2. Evaluation Dataset and Preprocessing
We prepare our dataset from news feeds of Reuters-21578 dataset, which is a standard test collection for text categorization tasks in information retrieval and machine learning. The dataset contains 21578 documents collected from Reuters newswire in 1987. There are 135 topics to label the categories of the news. While some documents may have one or more topic labels, there are ones that do not contain even a single entry.
We discard the documents with multiple topic entries as well as the documents without topics. Some documents in the dataset contain short description for the news and do not have news body section. We also filter these ones. After this elimination step, we have 12297 documents in 81 topics, each having exactly one topic label and news body section.
We use Porter’s (1980) stemmer to stem the terms of the documents in the dataset. We remove stopwords, numbers and all punctuation marks after stemming. We have 9554 unique documents in hand when we remove the duplicate documents grew out of this process. If we look through the distribution of filtered samples, we see that documents are unevenly distributed among classes. This situation is inconvenient for classification tasks because heterogeneous distributions over classes generally decrease classification accuracies.

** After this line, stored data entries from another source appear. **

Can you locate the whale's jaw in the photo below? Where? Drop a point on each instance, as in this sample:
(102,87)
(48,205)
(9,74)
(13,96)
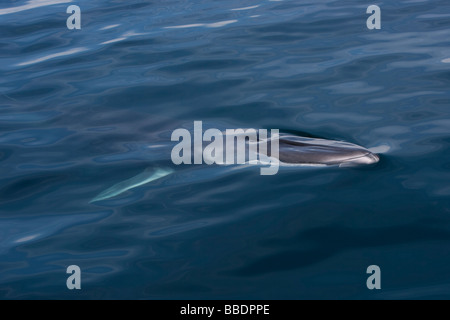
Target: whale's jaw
(300,150)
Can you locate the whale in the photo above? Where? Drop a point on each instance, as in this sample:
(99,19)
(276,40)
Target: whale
(294,151)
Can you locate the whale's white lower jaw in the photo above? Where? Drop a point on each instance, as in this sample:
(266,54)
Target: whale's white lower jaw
(369,158)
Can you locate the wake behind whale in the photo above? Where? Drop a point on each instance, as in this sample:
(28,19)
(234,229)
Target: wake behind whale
(292,151)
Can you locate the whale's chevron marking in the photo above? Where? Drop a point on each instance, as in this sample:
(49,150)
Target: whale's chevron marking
(137,181)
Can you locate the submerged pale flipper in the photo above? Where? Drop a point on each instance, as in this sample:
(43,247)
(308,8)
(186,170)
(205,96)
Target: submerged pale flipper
(137,181)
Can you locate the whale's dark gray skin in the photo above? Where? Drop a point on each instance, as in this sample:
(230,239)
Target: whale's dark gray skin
(293,151)
(300,150)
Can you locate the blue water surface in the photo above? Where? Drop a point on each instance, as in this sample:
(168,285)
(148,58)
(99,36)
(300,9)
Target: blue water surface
(81,110)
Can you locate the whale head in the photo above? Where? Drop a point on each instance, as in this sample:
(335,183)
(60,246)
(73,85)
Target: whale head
(301,150)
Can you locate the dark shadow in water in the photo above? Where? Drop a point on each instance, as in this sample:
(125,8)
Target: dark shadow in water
(328,241)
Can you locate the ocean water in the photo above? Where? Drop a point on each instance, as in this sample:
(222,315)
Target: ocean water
(81,110)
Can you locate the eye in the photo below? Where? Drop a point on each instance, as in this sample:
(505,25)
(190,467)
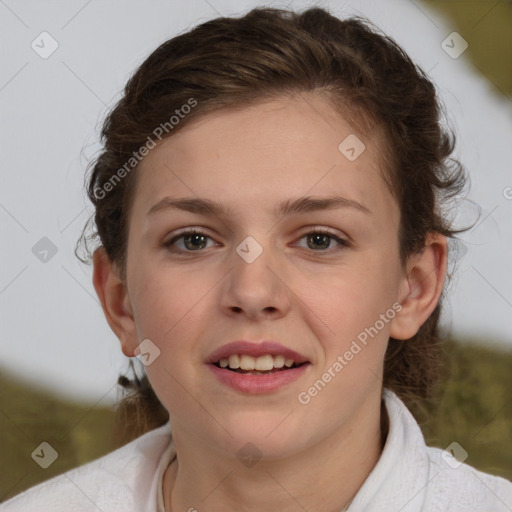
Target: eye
(193,241)
(320,240)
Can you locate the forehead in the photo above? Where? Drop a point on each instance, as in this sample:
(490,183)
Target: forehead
(263,154)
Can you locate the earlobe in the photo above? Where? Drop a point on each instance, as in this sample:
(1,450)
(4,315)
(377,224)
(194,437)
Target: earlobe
(422,287)
(113,295)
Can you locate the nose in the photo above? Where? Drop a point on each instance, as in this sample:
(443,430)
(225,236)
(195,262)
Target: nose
(256,289)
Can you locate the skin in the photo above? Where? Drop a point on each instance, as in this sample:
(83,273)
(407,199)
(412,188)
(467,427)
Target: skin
(315,300)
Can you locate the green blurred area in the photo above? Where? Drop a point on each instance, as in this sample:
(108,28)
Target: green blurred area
(474,409)
(487,27)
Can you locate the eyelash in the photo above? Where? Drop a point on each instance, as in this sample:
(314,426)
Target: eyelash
(343,243)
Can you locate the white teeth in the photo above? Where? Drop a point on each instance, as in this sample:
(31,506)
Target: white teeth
(264,363)
(261,363)
(247,362)
(278,361)
(234,361)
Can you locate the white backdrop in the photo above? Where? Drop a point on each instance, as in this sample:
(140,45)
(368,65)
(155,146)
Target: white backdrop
(52,330)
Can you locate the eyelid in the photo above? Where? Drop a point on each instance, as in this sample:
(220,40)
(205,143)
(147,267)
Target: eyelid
(342,239)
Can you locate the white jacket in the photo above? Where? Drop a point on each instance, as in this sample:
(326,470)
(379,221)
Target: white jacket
(408,477)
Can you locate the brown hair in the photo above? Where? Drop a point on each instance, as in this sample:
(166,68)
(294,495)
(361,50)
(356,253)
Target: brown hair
(233,62)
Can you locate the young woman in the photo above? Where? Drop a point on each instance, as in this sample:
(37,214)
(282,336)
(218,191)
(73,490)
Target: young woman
(268,206)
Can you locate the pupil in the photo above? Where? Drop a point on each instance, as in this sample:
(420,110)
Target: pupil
(319,236)
(194,237)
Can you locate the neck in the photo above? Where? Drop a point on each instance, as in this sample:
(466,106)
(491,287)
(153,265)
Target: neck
(324,477)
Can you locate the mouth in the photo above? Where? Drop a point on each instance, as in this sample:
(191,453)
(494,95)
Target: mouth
(261,365)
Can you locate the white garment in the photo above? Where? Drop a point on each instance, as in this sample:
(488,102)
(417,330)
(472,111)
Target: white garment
(408,477)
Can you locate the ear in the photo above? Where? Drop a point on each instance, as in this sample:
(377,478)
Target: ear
(421,287)
(113,295)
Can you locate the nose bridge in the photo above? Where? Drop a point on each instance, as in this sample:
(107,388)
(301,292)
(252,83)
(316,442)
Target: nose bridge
(254,285)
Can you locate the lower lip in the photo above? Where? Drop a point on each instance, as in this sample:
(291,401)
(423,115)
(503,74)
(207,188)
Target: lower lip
(258,384)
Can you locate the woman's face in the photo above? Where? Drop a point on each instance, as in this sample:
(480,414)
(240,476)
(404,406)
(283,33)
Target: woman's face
(256,273)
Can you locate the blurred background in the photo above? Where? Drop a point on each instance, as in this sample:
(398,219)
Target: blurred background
(60,361)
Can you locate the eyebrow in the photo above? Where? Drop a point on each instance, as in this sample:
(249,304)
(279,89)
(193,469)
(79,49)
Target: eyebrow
(290,206)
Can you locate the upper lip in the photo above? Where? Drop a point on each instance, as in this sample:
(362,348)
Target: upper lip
(255,350)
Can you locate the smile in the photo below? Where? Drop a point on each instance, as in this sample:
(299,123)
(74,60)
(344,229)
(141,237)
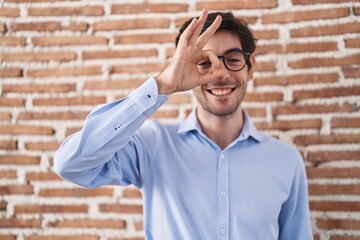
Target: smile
(221,92)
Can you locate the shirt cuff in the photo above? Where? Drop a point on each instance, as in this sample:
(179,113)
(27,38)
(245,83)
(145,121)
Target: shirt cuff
(146,97)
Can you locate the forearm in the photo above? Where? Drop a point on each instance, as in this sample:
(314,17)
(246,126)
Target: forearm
(83,156)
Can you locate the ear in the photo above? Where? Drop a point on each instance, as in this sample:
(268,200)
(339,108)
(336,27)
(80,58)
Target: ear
(251,71)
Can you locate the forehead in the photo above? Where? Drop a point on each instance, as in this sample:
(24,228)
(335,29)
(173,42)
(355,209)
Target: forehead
(222,41)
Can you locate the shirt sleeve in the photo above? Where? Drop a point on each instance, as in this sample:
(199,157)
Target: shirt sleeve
(107,150)
(294,219)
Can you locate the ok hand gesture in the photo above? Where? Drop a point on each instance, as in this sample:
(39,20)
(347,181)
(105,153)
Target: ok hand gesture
(182,73)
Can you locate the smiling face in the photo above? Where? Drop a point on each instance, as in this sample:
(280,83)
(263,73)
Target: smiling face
(223,96)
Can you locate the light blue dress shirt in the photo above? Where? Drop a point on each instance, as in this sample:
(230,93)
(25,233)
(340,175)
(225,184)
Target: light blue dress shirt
(254,189)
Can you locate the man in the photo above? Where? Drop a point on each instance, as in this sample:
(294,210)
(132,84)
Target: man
(212,176)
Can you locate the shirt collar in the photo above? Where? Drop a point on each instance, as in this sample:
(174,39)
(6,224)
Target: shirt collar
(191,124)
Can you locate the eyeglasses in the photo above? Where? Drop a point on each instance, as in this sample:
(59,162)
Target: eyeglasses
(234,60)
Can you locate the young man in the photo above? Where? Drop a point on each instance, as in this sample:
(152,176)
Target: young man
(212,176)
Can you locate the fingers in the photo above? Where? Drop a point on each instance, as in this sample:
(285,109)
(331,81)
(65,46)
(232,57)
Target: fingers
(188,32)
(204,38)
(199,26)
(215,62)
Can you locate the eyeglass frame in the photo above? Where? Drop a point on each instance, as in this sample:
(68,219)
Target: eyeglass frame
(245,54)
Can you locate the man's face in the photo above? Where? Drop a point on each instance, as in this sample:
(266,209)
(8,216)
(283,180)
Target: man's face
(223,96)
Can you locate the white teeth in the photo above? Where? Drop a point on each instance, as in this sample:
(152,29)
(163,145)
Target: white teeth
(220,92)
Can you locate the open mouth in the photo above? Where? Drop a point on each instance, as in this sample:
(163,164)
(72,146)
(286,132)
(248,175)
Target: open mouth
(220,91)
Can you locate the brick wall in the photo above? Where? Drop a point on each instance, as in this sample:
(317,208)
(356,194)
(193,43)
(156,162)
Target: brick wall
(59,59)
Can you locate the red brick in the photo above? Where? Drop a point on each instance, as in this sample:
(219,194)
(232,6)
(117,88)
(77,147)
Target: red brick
(76,192)
(349,206)
(306,140)
(19,223)
(42,146)
(4,116)
(8,144)
(132,193)
(42,176)
(120,208)
(89,223)
(138,68)
(119,54)
(39,88)
(351,71)
(265,67)
(131,24)
(37,209)
(325,156)
(71,71)
(36,26)
(266,34)
(356,10)
(12,102)
(325,62)
(241,4)
(19,159)
(297,79)
(66,115)
(12,41)
(343,224)
(7,237)
(145,38)
(16,190)
(62,237)
(313,108)
(26,129)
(294,16)
(76,26)
(344,237)
(345,122)
(113,84)
(289,125)
(331,173)
(72,130)
(38,56)
(333,189)
(11,72)
(263,97)
(9,12)
(311,47)
(148,8)
(343,28)
(352,43)
(67,11)
(69,101)
(8,174)
(65,41)
(326,93)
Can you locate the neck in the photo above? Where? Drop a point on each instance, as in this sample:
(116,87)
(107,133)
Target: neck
(221,129)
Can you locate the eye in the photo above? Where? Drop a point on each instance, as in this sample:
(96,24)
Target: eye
(204,64)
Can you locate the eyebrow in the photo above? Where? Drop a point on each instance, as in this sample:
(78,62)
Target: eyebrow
(233,50)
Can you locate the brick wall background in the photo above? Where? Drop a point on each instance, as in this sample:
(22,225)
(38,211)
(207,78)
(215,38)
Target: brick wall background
(59,59)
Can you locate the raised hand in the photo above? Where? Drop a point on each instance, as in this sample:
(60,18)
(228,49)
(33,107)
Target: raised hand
(182,73)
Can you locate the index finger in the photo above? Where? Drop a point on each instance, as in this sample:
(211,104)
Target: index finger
(204,38)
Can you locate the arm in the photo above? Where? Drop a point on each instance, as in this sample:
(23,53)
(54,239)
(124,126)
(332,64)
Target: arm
(108,149)
(294,219)
(90,158)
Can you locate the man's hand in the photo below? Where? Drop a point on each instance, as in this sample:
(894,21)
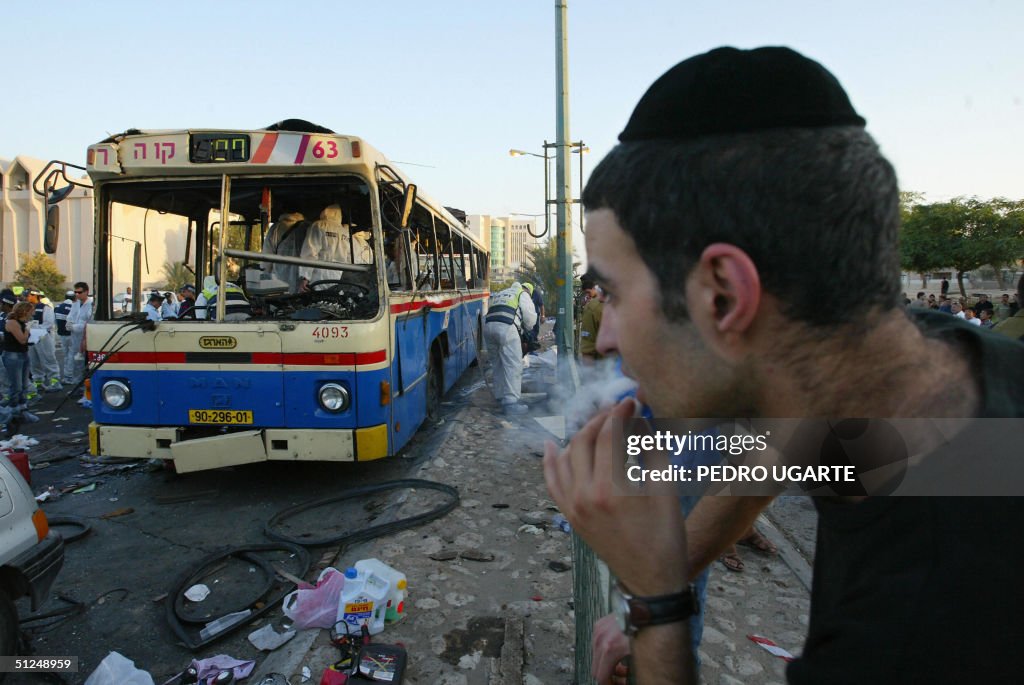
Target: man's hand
(640,536)
(608,646)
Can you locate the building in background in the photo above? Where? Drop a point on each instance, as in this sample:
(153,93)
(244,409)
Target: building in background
(23,218)
(508,238)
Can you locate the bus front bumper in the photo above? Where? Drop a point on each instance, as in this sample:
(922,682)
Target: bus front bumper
(247,446)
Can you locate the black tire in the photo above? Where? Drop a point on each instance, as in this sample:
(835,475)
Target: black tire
(8,626)
(435,385)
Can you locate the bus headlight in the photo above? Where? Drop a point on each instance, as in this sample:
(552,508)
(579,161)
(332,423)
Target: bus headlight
(334,397)
(116,394)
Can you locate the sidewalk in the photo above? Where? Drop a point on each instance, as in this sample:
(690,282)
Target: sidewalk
(509,619)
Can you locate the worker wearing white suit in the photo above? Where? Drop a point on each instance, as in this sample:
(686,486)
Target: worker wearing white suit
(80,314)
(509,313)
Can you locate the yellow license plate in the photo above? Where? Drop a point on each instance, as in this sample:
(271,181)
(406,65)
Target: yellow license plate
(220,417)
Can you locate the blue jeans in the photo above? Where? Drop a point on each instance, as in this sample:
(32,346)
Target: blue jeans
(16,365)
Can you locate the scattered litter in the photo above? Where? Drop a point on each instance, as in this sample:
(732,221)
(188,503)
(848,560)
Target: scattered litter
(315,606)
(117,670)
(209,668)
(268,639)
(476,555)
(49,494)
(471,389)
(223,624)
(771,647)
(117,512)
(198,593)
(16,442)
(532,518)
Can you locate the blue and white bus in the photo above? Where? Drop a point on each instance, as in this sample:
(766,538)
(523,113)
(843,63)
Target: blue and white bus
(344,366)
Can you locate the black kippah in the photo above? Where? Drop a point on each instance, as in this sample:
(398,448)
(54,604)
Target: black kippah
(735,91)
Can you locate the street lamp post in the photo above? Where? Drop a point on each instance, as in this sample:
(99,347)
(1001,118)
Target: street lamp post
(579,147)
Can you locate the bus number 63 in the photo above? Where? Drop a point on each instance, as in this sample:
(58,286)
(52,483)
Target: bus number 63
(330,332)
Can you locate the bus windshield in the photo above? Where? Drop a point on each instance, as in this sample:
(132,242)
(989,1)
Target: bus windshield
(300,248)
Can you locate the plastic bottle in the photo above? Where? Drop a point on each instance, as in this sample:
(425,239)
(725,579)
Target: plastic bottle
(561,523)
(397,587)
(364,601)
(218,626)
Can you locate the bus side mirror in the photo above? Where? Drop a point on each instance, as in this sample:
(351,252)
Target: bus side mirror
(51,232)
(407,204)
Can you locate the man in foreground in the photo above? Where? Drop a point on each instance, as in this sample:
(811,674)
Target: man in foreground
(734,168)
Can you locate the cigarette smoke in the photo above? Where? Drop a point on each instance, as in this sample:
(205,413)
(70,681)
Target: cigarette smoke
(601,386)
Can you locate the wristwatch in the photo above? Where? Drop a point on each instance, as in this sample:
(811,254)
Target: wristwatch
(634,613)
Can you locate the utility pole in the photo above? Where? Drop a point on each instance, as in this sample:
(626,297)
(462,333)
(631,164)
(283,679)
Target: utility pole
(566,326)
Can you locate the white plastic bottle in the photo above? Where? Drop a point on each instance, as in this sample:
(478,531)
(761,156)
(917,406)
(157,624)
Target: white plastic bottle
(364,601)
(397,587)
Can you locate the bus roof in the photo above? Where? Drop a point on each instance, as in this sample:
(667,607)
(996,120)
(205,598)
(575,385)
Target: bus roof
(289,146)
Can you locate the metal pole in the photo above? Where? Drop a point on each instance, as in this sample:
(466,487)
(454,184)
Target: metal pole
(566,362)
(547,193)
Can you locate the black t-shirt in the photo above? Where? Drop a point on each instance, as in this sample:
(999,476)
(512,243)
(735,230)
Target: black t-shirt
(924,589)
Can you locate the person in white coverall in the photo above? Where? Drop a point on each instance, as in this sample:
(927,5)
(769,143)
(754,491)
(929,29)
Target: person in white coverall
(43,355)
(285,239)
(327,241)
(80,314)
(510,312)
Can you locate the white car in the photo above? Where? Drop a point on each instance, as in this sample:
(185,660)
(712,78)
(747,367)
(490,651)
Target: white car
(31,554)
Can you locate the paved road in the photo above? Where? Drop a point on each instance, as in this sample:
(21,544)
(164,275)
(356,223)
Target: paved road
(128,562)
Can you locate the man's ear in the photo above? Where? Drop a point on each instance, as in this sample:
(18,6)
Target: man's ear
(724,290)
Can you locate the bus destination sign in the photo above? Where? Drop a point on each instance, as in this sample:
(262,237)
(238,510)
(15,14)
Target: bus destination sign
(218,147)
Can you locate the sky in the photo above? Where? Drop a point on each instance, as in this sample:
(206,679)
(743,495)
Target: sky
(448,87)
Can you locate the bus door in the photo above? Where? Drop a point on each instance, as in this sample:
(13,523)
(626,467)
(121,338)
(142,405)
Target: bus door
(219,377)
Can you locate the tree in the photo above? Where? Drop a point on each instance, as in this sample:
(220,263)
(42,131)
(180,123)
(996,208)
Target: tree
(176,275)
(40,271)
(543,270)
(965,233)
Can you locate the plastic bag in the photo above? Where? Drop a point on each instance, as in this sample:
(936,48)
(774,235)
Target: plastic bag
(118,670)
(316,607)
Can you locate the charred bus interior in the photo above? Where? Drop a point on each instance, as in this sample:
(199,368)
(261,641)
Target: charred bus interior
(300,249)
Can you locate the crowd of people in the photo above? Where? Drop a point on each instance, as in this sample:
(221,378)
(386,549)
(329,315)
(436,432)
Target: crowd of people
(977,311)
(32,328)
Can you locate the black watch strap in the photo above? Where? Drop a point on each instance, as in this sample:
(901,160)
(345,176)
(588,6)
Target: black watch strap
(660,608)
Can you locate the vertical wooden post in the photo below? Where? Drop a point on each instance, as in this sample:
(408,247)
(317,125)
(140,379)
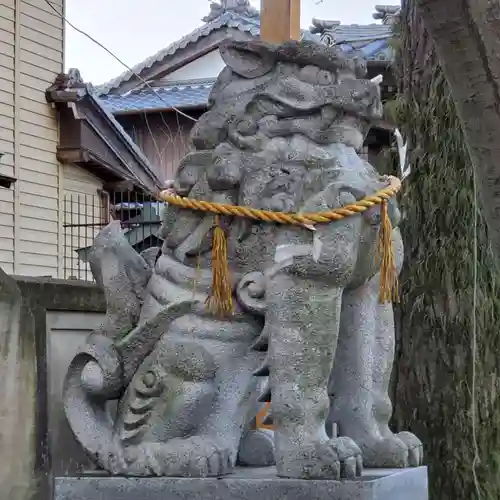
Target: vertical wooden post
(279,20)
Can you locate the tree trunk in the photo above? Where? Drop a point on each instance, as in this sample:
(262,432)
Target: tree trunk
(466,38)
(434,357)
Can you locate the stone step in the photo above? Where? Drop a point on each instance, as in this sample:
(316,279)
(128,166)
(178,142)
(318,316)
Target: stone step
(249,484)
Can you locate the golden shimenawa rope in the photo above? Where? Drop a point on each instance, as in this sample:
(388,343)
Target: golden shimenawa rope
(220,301)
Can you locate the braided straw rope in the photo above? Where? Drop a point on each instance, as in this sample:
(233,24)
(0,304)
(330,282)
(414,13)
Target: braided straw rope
(220,301)
(305,219)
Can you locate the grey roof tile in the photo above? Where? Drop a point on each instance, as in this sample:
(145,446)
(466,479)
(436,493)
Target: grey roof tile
(251,25)
(179,95)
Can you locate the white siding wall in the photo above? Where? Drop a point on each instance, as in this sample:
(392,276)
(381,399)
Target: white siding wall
(82,206)
(31,213)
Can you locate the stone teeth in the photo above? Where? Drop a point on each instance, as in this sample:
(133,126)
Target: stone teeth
(141,406)
(266,396)
(263,371)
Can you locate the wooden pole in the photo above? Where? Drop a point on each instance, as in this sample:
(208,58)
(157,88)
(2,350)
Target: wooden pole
(279,20)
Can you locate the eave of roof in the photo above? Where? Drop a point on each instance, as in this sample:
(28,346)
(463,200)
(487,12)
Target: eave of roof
(340,34)
(179,95)
(228,19)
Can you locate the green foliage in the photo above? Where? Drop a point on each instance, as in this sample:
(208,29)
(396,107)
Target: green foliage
(434,356)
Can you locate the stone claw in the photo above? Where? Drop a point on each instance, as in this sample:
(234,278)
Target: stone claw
(334,459)
(191,457)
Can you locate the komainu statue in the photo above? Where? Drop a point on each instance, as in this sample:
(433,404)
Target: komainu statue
(306,329)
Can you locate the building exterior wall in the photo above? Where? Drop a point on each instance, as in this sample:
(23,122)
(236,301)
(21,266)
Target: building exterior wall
(31,212)
(163,138)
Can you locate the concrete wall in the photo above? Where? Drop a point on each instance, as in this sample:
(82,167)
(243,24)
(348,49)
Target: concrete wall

A filter similar to Box-Plot is used to find the outlying classes in this distribution. The mean and standard deviation of the y-axis are calculated and a box is drawn on the distribution with the center meany and boundaries 0,2 x σy. The classes that fall
into the area within the boundaries are used as the dataset classes; the ones outside these are considered as outliers and cleared. This filter gives us 21 classes out of the dataset, each containing approximately equal number of instances. We use 1623 documents that belong to the filtered classes as our input dataset. Our filtered input dataset contains 8120 words. Number of documents per class after pre-processing step is given in Figure 1.